5. Step-by-step: train a FLUX.2 Klein LoRA in AI Toolkit
This is the fast path. It’s intentionally focused on the panels users actually click.
Step 0 — Choose where you’ll run AI Toolkit
- Local AI Toolkit (your own GPU) — good for 4B Base and smaller runs.
- Cloud AI Toolkit on RunComfy — best for 9B Base and high-res training without VRAM tuning.
https://www.runcomfy.com/trainer/ai-toolkit/app
Step 1 — Create a dataset in AI Toolkit
In the AI Toolkit UI, open the Datasets tab.
Create a dataset (example name):
klein_my_lora_v1
Upload your images and (optionally) matching .txt caption files.
If you’re not ready to caption per-image, you can start with:
- a Trigger Word (JOB panel), and
- a short Default Caption (DATASETS panel).
Step 2 — Create a new Job (configure panels in UI order)
Job panel
- Training Name: something descriptive (e.g.,
klein4b_character_lora_v1) - GPU ID: pick your GPU locally; in cloud leave default
- Trigger Word:
- Character/product: recommended (unique token)
- Style: optional (recommended if you want clean on/off control)
Model panel
- Model Architecture: choose FLUX.2 Klein 4B Base or FLUX.2 Klein 9B Base
- Name or Path:
- Use the official model repo for the size you picked
- If you select 9B and downloads fail, see Troubleshooting (license gating)
Quantization panel
Quantization is mainly about making the run fit and keeping it stable.
- If you’re training on tighter VRAM (especially 9B), enable quantization for the heavy components.

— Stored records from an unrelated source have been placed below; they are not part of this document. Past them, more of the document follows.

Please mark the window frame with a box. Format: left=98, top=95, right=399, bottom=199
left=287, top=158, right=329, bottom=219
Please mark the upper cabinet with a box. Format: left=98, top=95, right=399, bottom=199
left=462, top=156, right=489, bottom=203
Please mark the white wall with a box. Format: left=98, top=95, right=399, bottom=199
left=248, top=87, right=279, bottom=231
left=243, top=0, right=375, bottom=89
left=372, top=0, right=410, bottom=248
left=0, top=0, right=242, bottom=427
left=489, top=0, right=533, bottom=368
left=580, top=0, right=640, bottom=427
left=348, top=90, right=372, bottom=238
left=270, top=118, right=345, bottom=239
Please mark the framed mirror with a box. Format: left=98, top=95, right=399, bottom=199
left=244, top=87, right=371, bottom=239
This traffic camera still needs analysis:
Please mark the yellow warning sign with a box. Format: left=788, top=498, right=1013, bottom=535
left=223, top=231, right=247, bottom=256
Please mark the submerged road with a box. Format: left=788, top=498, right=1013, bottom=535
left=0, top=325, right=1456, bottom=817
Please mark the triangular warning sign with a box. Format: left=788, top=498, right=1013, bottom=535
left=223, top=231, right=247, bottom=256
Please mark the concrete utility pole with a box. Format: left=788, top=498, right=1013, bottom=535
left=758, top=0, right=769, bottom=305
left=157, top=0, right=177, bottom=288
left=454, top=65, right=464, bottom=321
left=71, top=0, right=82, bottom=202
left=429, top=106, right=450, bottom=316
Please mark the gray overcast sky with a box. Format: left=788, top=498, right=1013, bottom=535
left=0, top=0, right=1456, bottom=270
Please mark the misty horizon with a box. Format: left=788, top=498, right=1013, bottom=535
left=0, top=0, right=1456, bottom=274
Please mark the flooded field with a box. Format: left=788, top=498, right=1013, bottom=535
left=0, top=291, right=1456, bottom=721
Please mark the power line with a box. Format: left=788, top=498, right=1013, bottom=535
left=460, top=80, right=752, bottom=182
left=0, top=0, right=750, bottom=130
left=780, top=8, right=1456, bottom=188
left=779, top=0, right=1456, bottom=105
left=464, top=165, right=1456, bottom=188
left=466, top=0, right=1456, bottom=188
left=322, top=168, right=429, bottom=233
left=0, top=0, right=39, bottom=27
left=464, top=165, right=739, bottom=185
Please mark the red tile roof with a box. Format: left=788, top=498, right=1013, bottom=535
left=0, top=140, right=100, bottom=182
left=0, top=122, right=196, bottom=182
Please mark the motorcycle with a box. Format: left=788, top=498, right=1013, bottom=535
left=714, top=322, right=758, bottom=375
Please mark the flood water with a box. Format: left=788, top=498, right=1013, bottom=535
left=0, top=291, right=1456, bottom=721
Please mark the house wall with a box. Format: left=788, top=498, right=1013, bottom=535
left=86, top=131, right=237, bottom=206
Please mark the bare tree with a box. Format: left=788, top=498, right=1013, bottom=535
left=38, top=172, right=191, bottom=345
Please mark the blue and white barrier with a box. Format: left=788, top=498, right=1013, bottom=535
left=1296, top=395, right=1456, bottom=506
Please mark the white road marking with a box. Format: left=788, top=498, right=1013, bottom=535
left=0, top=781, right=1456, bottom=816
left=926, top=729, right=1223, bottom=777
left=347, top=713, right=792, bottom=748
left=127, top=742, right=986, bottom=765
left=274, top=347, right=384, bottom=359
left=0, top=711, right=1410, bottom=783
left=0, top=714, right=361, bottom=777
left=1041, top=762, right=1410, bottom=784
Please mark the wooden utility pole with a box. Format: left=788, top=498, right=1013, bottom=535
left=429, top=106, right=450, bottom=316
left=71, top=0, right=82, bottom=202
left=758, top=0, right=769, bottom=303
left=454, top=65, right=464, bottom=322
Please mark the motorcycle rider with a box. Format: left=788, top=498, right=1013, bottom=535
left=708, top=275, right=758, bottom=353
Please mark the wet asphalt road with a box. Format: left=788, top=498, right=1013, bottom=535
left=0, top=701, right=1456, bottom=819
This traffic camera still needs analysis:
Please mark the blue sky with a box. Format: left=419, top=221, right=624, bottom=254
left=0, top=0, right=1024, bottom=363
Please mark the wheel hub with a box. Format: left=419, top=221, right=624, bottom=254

- If you hit quantization-related errors, temporarily disable quantization to validate the pipeline, then re-enable once training runs.
Target panel
This is where you decide LoRA capacity.
- Target Type: LoRA
- Linear Rank (starter defaults):
- 4B Base: start 16, move to 32 if underfitting
- 9B Base: start 16–32 (prefer 16 if you’ve seen instability)
If your run “collapses” or becomes unstable, reducing rank is one of the fastest stabilizers.
Save panel
- Data Type: BF16 is a safe default for modern diffusion LoRAs
- Save Every: 250–500 steps is a practical cadence
- Max Step Saves to Keep: 3–6 (keeps disk use reasonable)
Training panel
Keep these simple and conservative first:
- Batch Size: 1 (increase only if you have headroom)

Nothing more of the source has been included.